Detalhes bibliográficos
Ano de defesa: 2019
Autor(a) principal: Coelho, Zayda Torres Lustosa
Orientador(a): Não Informado pela instituição
Banca de defesa: Não Informado pela instituição
Tipo de documento: Dissertação
Tipo de acesso: Acesso aberto
Idioma: por
Instituição de defesa: Não Informado pela instituição
Programa de Pós-Graduação: Não Informado pela instituição
Departamento: Não Informado pela instituição
País: Não Informado pela instituição
Palavras-chave em Português:
Link de acesso: http://www.repositorio.ufc.br/handle/riufc/72572
Resumo: This paper aims to investigate how the Federal Supreme Court (STF) interpreted the provisions of article 231 of the 1988 Federal Constitution (CF/88), which guarantees Indians original rights over the land they traditionally occupy, as well as to identify which tools can be used to advance the decisions that have so far dealt with the matter. Initially, the research was based on understanding the issues that figured as reasons to decide in Petition 3388/RR, as a temporal landmark of occupation, reluctant fuss and the respective conditions. Since, in this decision, the STF defined that the demarcation of indigenous lands in Brazil would be based on those in which the Indians were occupying on October 5, 1988, the date on which the CF/88 was promulgated, it was concluded that this criterion did not meet the specific requirements of several cases that would later reach the Judiciary. The research methodology used was the bibliographic and documentary, aiming to improve the ideas by gathering information on the theme in focus and approaching them critically. It is pointed out that, in the judgment of Extraordinary Appeal 1.017.365/SC, in progress in the STF, the Brazilian Constitutional Court should seek to render a decision that is concerned with democratic legitimacy, especially when facing the exercise of constitutional jurisdiction in character against the majority, in view of the claim referring to the interests of indigenous minorities.
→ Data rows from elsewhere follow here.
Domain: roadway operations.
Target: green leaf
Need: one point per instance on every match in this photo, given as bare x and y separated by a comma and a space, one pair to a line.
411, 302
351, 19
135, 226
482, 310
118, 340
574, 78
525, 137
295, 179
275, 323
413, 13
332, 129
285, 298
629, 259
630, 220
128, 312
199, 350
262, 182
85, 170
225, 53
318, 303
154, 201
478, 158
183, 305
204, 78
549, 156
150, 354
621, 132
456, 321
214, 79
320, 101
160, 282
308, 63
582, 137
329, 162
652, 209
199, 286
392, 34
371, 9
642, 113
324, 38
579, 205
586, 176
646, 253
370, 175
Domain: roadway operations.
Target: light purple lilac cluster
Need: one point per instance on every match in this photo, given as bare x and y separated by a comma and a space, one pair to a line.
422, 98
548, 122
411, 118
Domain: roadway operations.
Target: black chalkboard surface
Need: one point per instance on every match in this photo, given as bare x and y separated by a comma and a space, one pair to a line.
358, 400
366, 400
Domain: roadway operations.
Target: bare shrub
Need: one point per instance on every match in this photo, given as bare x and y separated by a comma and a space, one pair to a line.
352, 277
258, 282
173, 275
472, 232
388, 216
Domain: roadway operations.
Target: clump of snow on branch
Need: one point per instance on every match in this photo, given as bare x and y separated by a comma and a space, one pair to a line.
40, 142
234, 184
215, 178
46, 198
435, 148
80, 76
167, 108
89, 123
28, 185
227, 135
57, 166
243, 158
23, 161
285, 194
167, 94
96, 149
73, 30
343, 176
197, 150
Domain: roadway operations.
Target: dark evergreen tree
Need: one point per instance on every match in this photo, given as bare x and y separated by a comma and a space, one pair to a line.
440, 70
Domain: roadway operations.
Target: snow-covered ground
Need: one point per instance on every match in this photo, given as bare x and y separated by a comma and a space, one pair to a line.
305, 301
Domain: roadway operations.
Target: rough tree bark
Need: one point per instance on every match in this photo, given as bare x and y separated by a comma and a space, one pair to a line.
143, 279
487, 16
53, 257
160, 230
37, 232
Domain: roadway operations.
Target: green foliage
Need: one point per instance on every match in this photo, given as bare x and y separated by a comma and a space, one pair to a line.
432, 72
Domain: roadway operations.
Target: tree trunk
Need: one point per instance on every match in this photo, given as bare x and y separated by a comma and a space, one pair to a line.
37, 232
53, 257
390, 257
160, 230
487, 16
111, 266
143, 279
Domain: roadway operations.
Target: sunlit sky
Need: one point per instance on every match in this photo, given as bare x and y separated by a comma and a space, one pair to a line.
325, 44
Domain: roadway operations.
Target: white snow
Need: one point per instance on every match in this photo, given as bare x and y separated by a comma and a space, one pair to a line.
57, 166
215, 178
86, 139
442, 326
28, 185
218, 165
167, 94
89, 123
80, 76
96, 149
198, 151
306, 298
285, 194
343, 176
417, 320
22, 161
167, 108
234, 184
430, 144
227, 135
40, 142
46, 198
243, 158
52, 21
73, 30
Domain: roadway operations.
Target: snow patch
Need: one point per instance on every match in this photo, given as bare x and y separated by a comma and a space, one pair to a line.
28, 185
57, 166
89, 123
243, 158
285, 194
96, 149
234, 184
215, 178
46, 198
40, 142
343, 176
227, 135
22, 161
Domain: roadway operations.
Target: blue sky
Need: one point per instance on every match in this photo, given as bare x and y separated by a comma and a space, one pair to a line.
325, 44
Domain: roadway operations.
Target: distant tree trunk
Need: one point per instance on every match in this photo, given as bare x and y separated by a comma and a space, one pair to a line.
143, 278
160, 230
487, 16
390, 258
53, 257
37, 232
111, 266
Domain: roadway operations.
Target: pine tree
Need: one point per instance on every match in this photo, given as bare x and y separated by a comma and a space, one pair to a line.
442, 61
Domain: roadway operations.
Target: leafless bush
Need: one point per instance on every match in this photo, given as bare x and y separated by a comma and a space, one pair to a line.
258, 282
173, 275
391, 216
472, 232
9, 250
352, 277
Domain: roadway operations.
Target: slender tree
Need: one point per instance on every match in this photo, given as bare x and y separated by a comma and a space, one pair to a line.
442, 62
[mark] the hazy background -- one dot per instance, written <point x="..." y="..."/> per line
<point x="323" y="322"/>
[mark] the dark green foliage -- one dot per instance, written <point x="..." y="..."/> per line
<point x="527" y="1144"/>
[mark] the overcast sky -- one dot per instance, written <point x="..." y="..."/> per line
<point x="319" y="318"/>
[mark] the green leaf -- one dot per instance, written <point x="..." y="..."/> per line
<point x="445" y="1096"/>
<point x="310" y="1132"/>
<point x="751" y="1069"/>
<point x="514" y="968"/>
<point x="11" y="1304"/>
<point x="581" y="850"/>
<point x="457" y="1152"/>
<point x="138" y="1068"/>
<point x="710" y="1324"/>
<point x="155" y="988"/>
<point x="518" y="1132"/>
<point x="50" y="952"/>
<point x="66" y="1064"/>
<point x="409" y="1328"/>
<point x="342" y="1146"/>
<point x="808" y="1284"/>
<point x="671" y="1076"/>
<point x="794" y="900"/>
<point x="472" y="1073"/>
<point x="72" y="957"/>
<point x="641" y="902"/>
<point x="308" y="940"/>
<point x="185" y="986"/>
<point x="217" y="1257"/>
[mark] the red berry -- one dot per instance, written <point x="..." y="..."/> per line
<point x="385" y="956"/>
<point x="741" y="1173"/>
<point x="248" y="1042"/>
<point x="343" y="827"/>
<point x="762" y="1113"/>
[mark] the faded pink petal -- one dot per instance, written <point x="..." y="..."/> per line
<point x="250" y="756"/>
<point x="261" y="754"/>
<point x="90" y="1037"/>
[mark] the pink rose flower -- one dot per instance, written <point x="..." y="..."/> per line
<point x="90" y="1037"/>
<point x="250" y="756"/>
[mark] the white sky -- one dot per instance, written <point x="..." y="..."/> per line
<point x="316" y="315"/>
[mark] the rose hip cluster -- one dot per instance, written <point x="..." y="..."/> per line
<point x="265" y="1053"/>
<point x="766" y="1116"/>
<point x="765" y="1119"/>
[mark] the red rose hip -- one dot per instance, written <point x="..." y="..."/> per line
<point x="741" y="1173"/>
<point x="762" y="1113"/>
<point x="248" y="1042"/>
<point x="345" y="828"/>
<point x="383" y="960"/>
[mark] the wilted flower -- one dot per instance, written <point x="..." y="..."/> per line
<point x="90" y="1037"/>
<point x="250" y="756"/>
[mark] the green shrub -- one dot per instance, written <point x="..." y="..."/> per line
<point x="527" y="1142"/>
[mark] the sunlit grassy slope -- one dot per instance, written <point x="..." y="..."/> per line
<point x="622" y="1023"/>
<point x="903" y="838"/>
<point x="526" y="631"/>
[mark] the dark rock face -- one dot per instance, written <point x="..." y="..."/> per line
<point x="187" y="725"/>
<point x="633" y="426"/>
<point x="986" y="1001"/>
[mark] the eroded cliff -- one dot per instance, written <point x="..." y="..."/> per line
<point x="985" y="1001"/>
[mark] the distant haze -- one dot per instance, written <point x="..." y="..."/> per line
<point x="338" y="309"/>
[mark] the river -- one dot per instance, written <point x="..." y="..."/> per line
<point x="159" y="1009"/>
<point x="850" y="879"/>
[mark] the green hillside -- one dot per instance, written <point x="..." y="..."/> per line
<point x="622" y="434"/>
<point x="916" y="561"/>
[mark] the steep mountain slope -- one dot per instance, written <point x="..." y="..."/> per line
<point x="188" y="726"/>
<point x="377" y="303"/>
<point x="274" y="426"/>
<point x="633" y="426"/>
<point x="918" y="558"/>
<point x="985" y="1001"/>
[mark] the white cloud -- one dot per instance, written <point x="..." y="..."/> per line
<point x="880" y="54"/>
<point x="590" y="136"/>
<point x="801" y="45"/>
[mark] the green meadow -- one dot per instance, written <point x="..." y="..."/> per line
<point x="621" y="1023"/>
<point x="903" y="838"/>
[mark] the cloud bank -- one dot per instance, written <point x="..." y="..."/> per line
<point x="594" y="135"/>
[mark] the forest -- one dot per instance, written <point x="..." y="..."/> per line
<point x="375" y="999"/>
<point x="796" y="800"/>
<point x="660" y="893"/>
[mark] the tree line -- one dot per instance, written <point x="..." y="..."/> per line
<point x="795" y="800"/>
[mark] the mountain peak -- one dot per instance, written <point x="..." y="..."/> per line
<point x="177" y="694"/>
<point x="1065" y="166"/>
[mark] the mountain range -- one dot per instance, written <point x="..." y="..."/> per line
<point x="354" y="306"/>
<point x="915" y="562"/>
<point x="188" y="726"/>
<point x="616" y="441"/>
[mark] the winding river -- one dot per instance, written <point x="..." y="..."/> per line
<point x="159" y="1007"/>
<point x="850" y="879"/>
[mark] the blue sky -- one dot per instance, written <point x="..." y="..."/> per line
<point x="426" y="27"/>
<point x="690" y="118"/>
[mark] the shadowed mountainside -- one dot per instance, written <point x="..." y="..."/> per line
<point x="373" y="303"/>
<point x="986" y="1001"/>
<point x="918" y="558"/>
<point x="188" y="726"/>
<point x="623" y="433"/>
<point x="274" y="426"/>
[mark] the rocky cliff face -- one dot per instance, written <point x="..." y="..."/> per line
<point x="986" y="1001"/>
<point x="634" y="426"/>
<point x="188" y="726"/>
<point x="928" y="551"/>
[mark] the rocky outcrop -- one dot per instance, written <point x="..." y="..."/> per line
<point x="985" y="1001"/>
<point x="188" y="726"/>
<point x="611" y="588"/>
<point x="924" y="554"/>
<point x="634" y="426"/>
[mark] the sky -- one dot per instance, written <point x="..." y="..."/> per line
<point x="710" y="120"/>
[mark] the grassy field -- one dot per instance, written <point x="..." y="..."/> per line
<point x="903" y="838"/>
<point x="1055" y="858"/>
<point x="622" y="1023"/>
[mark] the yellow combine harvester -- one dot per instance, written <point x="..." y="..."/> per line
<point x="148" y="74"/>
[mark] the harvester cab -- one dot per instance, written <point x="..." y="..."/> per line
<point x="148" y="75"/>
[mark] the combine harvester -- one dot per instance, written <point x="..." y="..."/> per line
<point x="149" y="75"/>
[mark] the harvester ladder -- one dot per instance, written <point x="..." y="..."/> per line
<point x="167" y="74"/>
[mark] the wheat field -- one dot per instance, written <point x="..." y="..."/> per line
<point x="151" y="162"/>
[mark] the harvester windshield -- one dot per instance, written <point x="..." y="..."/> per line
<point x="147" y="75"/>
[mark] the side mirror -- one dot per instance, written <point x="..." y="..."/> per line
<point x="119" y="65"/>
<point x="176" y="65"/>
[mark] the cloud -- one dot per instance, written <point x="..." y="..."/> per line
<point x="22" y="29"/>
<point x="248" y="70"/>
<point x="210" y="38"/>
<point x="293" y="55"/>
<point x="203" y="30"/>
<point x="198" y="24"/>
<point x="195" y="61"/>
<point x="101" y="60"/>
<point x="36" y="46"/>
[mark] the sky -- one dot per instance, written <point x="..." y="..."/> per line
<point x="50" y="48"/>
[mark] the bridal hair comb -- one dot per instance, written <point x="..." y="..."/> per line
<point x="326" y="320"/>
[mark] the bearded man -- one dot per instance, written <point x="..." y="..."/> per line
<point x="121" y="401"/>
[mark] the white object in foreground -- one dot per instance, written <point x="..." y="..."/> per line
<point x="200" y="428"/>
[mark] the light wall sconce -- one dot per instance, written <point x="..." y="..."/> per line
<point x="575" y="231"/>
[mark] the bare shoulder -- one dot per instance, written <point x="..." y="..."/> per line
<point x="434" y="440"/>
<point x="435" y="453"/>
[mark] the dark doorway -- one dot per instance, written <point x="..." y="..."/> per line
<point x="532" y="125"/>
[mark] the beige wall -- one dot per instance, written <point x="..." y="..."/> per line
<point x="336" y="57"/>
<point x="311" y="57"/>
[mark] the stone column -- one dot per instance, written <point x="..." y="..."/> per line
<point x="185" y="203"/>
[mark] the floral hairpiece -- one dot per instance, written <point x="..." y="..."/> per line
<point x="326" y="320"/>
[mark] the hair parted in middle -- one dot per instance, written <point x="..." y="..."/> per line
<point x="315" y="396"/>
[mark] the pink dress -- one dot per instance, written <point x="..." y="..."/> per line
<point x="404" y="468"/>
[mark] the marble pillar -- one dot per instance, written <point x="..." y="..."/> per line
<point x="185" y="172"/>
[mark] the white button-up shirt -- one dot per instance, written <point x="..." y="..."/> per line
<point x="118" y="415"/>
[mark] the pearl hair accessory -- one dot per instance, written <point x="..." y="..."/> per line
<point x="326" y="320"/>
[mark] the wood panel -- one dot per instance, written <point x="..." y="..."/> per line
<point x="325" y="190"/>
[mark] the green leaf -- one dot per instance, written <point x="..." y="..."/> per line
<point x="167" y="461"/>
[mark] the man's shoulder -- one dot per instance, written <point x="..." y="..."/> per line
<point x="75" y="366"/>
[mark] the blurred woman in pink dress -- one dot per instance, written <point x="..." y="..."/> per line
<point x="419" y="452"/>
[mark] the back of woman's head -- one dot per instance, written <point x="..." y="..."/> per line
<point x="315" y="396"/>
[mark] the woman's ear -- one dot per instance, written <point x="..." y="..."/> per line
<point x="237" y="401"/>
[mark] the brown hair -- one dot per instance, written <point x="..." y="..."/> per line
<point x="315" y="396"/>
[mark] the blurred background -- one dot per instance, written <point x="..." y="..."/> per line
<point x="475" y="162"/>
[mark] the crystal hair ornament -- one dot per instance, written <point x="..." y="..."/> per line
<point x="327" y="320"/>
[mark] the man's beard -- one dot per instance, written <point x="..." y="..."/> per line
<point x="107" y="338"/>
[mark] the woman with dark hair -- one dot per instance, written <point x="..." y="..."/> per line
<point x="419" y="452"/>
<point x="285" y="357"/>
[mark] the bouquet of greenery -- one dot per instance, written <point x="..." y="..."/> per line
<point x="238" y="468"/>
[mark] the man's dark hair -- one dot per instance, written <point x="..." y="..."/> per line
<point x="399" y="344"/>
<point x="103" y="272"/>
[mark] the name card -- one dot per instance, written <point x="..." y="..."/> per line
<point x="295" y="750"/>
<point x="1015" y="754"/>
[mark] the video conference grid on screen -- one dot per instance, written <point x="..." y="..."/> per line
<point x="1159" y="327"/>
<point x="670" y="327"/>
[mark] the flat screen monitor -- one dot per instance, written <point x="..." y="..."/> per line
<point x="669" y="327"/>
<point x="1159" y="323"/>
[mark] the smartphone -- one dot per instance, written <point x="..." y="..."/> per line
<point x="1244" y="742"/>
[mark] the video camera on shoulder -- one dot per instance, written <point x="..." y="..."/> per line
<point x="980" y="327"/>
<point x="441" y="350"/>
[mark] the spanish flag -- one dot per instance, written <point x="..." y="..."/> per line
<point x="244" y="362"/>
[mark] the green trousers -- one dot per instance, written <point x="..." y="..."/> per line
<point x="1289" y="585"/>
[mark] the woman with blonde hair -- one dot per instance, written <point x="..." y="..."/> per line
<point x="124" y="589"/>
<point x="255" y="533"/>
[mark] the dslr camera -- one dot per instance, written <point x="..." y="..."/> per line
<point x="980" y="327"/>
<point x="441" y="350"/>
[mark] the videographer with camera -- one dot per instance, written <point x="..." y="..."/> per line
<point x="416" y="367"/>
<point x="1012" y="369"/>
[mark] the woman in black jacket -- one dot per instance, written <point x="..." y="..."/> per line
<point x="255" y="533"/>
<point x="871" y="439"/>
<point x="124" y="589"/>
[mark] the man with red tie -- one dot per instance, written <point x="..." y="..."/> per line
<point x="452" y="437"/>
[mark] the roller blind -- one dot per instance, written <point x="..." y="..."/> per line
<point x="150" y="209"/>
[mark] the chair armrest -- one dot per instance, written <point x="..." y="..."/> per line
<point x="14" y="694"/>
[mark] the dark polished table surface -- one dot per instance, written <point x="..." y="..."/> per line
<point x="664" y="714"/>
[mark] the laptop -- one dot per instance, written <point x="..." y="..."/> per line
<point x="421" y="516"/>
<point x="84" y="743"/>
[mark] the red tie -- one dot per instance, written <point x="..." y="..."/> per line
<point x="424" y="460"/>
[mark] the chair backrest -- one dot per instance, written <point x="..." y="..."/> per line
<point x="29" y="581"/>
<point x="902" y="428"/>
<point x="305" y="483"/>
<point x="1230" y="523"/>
To this end, it is suggested that, ten years after the establishment of the criticized thesis of the temporal framework of occupation, the STF should advance and seek the participation and influence, in the process of Extraordinary Appeal 1.017.365/SC, of the indigenous communities involved, as well as the decisions of the STF itself that have already evolved in the subject, such as ADI 3239 of traditional quilombola peoples, and also the decisions of the Inter-American Court of Human Rights, in dialogue with the semantics of the concept of indigenous collective property, which values immaterial, cultural and ancestral issues.